Another Dangerous Herbal ‘Supplement’ Ephedra

A controversy has developed over the safety of ephedra, an herb whose use began more than 5,000 years ago in China as a treatment for asthma. Today, millions of people have taken ephedra-based products as a dietary product to increase energy, lose weight, improve concentration and sharpen muscle tone. More than 200 health food products — such as diet bars, pills, drinks and powders — contain ephedra.

Critics of the use of ephedra as a dietary supplement point to the fact that the “active ingredient” of this herb from Asia is ephedrine, a stimulant similar in action to amphetamine. The Food and Drug Administration (FDA) reported that ephedrine-based supplements could produce irregular or rapid heartbeat, increased anxiety, insomnia, blood pressure, tremor and hyperactivity.

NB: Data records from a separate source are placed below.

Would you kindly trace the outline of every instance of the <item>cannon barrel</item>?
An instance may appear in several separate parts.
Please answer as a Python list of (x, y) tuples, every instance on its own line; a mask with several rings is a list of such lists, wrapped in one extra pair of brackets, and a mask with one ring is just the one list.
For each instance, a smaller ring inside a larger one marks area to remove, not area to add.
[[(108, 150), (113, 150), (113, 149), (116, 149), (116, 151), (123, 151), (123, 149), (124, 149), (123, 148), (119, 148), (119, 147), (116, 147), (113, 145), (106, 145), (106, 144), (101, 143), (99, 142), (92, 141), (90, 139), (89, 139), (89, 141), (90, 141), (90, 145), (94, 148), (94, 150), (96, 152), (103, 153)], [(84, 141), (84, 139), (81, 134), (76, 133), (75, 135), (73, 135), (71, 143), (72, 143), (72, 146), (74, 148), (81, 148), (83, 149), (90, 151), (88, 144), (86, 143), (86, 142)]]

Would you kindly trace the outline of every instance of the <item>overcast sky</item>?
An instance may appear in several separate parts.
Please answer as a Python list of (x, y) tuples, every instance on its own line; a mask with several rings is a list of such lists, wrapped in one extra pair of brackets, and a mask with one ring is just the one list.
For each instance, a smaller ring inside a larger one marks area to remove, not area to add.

Clinically serious effects of ephedrine supplements have been linked to seizure, psychosis, stroke, heart attack, and death.

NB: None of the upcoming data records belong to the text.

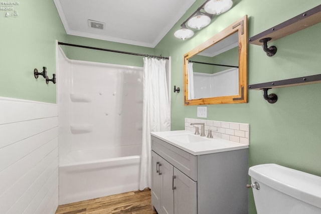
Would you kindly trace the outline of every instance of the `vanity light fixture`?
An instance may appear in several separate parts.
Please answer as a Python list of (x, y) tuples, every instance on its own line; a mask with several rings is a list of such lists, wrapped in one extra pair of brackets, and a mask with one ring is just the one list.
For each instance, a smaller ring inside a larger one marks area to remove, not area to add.
[(232, 0), (207, 0), (181, 25), (182, 28), (177, 31), (174, 36), (183, 40), (193, 37), (194, 33), (186, 27), (187, 23), (189, 27), (200, 30), (211, 23), (213, 15), (227, 11), (232, 5)]
[(174, 34), (175, 37), (185, 40), (185, 39), (190, 38), (194, 35), (194, 32), (192, 30), (186, 28), (186, 25), (185, 23), (182, 24), (181, 26), (182, 28), (178, 31), (176, 31), (176, 32)]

During the past few years a number of deaths and numerous reports of adverse reactions have thrown ephedra-based dietary supplements into the spotlight. In one case, a woman in an apparent state of psychosis after taking an ephedra product for five days killed two teen-aged girls in a car crash. In the second case, a 37-year-old woman with high blood pressure died after suffering a stroke at a fitness club after taking an ephedra product for five days. Attributing her death to ephedra, her husband has filed suit against the manufacturer of the product.

Joseph A. Levitt, director of the Center for Food Safety and Applied Nutrition of the FDA recently reported that dietary supplements provoked about 1,600 adverse health reports between 1993 and mid-1996. The number of reported effects that were traced to ephedrine-based products totaled about 800. The FDA emphasized that these adverse effects were not only evident in people with pre-existing aliments or diseases, but also in healthy individuals. Of great concern was the fact that many of the adverse effects occurred in young adults who would not be expected to be at high risk for heart attack or stroke. For example, medical examiners attributed the deaths of two young men taking ephedra-based supplements to ephedrine toxicity.

Unlike prescription drugs without a prescription, which must get FDA approval before they are marketed to the public, dietary supplements must be proven unsafe before the FDA can restrict the use of a product. As part of FDA’s regulation of these products, the agency requested comment on the reported effects of ephedrine-based dietary supplements. The General Accounting Office (GAO) responded by concluding that there was not enough solid evidence to support restrictions on ephedrine-based supplements. This action by the GAO has effectively delayed resolution of the many questions surrounding ephedrine-based supplements.

Joining the public debate, Michael Ellis, chief executive of Metabolife International Inc., manufacturer of ephedra-based dietary supplements, has recently spoken out on the safety of herbal products. Mr. Ellis urges the FDA to appoint a working group to look into the use of ephedra-based products and other herbs. With ephedra-based products literally flying off the selves, this recommendation is timely indeed.

In addition, the establishment of an FDA working group on herbal products has the potential for far greater importance. The United States FDA no longer has the regulatory authority to judge the safety, effectiveness and potency of herbal products marketed as dietary supplements. Such substances were removed from FDA oversight by the 1994 Dietary Supplement Health Education Act, promoted and financed by the supplement industry. Poor quality, adulteration and contamination of herbal supplements are also potential problems because there are no standards applied to their harvesting, processing or packaging.

“All so-called dietary supplements, particularly those that are herb-based, should fall squarely within the purview of the FDA,” says ACSH’s publications director Jack Raso, a longtime critic of alternative medicine. “With herbal supplements especially, the potential for harm exceeds the potential for appreciable health improvement.”

Until a detailed review of guidelines for herbal dietary supplements is completed, consumers and their doctors must weigh their possible benefits against their potential risks.